Title: RZWQM predicted effects of soil N testing with incorporated automatic parameter optimization software (PEST) and weather input quality control

Author
item Malone, Robert - Rob
item Jaynes, Dan
item Ma, Liwang
item NOLAN, B.T. (TOM) - Us Geological Survey (USGS)
item Meek, David

Submitted to: ASA-CSSA-SSSA Annual Meeting Abstracts
Publication Type: Abstract Only
Publication Acceptance Date: 11/5/2009
Publication Date: 11/5/2009
Citation: Malone, R.W., Jaynes, D.B., Ma, L., Nolan, B., Meek, D.W. 2009. RZWQM predicted effects of soil N testing with incorporated automatic parameter optimization software (PEST) and weather input quality control. American Society of Agronomy Annual Meetings [abstracts]. ASA-CSSA-SSSA Annual Meeting, Nov. 1-4, 2009, Pittsburgh, PA. CD-ROM.

Interpretive Summary:

Technical Abstract: Among the most promising tools available for determining precise N requirements are soil mineral N tests. Field tests that evaluated this practice, however, have been conducted under only limited weather and soil conditions. Previous research has shown that using agricultural systems models such as the Root Zone Water Quality Model (RZWQM) to extrapolate beyond the limitations of field experiments has been successful for many treatments but not soil N testing. But, determining optimum input for mechanistic agricultural systems models can be very difficult with the vast number of soil, hydrological, crop, and carbon cycling parameters that are interrelated. Another difficulty is that these models are very sensitive to meteorological input data, but the quality of raw meteorological observations is known to be suspect. Therefore, we adapted the well known parameter optimizer PEST to help calibrate RZWQM and then we use the calibrated model to investigate the long-term effects of soil testing for N rate on corn yield and N loss in subsurface drainage from the Walnut Creek Watershed in central Iowa.
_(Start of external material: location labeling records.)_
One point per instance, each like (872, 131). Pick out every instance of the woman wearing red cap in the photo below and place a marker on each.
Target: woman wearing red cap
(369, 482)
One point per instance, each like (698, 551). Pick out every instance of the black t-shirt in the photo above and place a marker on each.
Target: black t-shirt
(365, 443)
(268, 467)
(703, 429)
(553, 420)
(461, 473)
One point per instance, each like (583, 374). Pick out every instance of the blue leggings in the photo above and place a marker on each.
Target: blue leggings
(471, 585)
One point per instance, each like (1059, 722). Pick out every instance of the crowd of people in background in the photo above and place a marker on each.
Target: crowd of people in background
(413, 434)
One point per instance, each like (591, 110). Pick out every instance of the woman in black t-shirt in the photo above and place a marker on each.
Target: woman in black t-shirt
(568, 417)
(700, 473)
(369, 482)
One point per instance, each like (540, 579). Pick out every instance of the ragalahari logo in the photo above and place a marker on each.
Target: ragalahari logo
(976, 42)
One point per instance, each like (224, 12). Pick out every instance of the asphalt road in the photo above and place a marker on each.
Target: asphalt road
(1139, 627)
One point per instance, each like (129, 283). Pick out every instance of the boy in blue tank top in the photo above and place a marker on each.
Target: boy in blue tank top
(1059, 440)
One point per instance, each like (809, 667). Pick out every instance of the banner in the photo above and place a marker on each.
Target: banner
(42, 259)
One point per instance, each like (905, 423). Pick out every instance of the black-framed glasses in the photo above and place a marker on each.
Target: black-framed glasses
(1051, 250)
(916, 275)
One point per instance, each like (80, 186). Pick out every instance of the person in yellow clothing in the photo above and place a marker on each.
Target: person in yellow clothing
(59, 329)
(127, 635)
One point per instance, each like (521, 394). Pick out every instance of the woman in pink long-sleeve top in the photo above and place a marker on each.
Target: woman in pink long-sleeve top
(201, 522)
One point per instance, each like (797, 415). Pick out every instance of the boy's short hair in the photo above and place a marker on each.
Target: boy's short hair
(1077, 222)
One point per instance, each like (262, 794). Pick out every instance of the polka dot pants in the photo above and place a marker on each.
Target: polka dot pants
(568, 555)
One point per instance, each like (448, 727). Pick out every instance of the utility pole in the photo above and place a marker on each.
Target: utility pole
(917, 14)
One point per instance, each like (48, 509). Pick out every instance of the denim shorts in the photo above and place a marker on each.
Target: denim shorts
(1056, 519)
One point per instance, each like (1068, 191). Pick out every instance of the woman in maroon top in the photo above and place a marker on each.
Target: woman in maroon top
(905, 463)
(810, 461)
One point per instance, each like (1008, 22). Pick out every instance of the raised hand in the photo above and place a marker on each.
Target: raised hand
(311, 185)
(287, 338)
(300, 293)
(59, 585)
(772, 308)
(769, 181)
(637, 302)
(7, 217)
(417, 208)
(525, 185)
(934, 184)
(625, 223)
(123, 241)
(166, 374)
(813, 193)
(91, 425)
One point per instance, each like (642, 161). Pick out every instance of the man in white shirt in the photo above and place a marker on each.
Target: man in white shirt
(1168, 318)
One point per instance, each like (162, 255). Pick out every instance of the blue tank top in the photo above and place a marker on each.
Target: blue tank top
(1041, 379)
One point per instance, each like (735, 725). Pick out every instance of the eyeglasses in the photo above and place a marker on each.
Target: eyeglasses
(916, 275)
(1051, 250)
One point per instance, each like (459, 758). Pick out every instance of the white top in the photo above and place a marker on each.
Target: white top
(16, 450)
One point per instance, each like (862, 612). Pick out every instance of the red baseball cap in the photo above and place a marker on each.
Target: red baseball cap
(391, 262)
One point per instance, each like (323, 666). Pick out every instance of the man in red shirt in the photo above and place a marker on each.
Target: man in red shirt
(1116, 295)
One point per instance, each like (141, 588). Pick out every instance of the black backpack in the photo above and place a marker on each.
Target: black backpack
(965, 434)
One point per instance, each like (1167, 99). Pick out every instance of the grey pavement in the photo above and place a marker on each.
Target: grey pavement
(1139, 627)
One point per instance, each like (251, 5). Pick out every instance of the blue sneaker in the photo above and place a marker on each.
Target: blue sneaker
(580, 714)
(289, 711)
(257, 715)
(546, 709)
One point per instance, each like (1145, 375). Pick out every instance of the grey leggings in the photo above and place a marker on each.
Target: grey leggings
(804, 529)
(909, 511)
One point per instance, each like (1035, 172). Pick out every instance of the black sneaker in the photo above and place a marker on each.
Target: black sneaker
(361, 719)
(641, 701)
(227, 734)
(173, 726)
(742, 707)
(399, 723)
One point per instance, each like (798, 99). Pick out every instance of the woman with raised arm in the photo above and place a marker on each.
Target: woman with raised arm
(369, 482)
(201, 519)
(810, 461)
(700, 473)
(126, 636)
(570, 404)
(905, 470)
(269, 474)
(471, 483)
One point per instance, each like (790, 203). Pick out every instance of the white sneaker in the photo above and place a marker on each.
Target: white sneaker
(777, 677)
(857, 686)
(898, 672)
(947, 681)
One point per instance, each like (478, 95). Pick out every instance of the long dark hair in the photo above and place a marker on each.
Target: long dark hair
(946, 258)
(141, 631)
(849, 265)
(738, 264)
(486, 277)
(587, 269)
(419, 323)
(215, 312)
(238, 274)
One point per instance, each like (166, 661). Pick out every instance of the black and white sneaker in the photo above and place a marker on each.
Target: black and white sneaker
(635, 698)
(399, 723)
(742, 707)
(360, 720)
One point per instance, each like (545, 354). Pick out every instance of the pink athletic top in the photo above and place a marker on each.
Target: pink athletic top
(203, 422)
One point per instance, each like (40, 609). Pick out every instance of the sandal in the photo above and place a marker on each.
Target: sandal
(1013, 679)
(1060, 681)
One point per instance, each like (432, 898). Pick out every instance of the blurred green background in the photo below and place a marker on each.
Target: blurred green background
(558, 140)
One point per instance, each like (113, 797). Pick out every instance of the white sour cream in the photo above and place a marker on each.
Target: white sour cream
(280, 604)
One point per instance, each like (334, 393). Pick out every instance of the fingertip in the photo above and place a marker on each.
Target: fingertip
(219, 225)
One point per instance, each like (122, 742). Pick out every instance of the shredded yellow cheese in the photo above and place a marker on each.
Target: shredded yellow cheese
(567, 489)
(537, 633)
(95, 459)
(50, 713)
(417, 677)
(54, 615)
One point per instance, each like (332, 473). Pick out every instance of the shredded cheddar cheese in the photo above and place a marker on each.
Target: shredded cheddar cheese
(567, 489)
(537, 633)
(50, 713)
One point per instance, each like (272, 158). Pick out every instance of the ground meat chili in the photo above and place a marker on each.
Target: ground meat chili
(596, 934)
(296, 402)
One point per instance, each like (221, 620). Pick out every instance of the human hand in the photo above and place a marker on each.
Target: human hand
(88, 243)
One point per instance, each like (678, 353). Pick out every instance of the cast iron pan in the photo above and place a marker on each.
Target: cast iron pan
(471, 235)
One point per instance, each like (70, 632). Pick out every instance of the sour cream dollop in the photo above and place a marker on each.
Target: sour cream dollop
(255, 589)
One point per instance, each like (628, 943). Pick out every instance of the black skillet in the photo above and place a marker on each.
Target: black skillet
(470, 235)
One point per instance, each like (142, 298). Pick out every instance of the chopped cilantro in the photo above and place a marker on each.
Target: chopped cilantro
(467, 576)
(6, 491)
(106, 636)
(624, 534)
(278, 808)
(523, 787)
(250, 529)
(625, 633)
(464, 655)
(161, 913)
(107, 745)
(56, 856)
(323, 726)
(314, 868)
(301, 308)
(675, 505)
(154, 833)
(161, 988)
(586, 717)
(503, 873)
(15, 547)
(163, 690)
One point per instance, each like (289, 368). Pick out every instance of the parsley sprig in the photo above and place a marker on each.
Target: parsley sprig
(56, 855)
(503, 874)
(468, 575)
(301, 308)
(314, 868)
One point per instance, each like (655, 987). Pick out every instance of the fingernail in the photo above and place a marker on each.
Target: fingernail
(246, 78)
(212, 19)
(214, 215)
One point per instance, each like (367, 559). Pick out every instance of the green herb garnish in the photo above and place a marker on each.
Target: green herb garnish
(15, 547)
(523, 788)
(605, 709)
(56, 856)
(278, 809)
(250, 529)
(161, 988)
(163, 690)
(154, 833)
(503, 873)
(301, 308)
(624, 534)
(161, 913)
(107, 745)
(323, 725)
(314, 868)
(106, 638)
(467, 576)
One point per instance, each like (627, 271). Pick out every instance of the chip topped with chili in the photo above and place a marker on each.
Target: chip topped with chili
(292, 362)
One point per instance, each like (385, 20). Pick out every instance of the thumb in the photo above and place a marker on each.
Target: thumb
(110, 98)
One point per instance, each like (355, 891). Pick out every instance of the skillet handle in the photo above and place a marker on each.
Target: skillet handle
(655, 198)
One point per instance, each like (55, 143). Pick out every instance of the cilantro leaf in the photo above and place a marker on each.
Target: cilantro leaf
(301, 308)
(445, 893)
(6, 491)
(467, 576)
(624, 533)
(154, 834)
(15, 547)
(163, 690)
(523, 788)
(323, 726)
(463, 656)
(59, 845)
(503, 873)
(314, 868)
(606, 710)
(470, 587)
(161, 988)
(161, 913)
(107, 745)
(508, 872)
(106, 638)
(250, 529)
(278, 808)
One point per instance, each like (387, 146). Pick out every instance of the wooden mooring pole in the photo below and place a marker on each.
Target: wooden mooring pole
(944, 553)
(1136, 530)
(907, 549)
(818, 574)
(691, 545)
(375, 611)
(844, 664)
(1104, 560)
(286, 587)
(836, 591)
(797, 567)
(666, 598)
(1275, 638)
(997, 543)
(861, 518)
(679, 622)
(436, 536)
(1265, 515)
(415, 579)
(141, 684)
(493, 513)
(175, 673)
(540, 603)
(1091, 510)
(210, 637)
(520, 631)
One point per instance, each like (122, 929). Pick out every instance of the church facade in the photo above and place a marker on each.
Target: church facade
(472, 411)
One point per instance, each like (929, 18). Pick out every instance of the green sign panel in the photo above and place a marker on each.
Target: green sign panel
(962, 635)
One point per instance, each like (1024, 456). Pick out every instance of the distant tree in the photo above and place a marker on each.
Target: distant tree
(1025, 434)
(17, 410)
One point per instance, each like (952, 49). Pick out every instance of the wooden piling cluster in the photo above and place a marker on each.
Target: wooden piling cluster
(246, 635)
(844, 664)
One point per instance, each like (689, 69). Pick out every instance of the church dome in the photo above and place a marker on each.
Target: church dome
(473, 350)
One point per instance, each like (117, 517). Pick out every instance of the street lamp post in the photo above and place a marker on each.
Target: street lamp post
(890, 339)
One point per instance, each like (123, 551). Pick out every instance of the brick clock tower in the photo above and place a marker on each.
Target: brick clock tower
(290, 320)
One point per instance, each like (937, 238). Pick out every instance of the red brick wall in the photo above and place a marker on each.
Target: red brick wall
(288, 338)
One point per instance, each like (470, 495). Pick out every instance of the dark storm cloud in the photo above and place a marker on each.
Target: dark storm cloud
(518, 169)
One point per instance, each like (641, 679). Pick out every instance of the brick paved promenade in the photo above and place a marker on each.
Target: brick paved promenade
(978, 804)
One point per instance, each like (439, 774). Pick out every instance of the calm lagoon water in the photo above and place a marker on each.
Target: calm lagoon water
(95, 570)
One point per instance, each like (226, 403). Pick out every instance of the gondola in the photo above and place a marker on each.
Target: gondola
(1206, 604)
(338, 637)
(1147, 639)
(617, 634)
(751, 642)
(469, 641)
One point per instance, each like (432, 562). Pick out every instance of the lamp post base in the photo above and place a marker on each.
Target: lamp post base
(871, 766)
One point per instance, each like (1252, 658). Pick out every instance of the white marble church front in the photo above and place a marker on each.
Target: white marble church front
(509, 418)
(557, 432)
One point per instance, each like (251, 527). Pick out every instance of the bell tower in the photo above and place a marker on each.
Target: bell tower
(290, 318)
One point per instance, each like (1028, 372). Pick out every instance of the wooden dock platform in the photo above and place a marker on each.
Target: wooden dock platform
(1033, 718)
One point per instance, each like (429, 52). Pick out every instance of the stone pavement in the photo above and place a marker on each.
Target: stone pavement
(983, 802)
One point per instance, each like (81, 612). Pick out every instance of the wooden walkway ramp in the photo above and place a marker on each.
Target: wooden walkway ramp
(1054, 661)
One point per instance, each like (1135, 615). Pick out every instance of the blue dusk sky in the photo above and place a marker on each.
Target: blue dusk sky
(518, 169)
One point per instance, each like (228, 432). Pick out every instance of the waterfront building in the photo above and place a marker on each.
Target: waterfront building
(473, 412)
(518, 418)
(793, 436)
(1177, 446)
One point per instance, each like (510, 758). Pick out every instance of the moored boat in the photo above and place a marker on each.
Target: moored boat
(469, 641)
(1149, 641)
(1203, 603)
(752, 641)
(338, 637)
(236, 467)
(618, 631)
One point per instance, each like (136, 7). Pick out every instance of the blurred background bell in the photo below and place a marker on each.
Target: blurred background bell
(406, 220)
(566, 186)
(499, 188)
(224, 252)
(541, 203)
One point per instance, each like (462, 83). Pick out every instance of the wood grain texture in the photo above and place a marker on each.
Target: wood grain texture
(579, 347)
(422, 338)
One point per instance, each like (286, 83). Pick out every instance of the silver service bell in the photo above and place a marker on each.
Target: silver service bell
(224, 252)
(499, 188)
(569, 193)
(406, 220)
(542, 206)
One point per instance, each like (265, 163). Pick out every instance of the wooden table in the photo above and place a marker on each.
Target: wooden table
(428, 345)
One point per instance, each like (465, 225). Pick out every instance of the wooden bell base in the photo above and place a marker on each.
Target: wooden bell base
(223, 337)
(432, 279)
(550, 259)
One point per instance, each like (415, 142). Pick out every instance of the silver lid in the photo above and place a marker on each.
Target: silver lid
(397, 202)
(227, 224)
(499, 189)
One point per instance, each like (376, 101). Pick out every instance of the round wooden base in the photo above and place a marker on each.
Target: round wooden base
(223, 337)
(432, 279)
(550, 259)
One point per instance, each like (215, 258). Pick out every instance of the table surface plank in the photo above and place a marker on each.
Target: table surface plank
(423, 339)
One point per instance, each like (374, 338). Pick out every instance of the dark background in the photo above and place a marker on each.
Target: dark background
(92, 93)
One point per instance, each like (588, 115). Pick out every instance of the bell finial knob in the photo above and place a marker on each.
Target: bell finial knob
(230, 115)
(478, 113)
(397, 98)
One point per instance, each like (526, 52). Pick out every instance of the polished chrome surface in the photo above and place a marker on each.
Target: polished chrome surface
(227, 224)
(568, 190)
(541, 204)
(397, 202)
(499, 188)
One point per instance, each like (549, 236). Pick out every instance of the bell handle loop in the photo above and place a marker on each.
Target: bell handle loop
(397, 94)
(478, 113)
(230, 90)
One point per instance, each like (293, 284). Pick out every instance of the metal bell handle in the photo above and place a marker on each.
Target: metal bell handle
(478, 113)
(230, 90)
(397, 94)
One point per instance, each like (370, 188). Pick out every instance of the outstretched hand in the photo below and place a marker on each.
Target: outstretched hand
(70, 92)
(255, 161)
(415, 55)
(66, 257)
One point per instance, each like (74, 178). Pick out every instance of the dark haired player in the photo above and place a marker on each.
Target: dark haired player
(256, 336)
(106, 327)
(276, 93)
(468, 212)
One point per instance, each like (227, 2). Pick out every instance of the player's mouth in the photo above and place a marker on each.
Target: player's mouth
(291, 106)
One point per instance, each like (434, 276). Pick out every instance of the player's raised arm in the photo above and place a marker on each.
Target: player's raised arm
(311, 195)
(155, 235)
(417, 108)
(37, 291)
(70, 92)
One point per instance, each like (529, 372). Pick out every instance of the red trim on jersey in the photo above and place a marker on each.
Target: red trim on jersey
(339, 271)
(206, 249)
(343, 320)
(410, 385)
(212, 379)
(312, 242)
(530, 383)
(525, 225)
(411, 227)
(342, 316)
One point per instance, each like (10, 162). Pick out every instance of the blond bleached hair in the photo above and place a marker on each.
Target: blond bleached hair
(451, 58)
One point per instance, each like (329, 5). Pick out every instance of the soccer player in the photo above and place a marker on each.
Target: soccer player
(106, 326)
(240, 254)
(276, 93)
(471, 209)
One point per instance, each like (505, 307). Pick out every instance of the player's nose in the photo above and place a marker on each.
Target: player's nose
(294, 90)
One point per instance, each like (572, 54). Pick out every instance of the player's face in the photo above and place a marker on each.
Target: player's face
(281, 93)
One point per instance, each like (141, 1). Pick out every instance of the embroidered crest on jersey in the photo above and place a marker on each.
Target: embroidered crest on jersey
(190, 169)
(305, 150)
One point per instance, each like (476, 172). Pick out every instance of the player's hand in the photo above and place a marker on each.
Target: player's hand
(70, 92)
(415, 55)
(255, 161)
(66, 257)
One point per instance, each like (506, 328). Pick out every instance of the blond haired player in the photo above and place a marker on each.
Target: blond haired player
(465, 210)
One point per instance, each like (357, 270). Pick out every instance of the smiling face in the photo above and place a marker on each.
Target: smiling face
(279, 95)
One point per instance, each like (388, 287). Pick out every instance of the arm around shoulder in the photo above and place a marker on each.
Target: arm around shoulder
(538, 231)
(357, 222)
This watershed data is important because it is one of the very few watershed scale studies that compare the water quality effects of two agricultural treatments. Early in this analysis, incorrect meteorological inputs were identified as a factor that reduced the quality of simulated crop yield, drainage, and N loss. Therefore, quality assurance procedures were implemented. Based on an autoregressive model with monthly time series, after thorough parameter optimization and quality checking the input data RZWQM accurately simulates significantly lower nitrate concentrations in tile drainage from spring soil testing (about 11 mg N/L) compared to fall N application (about 16 mg N/L).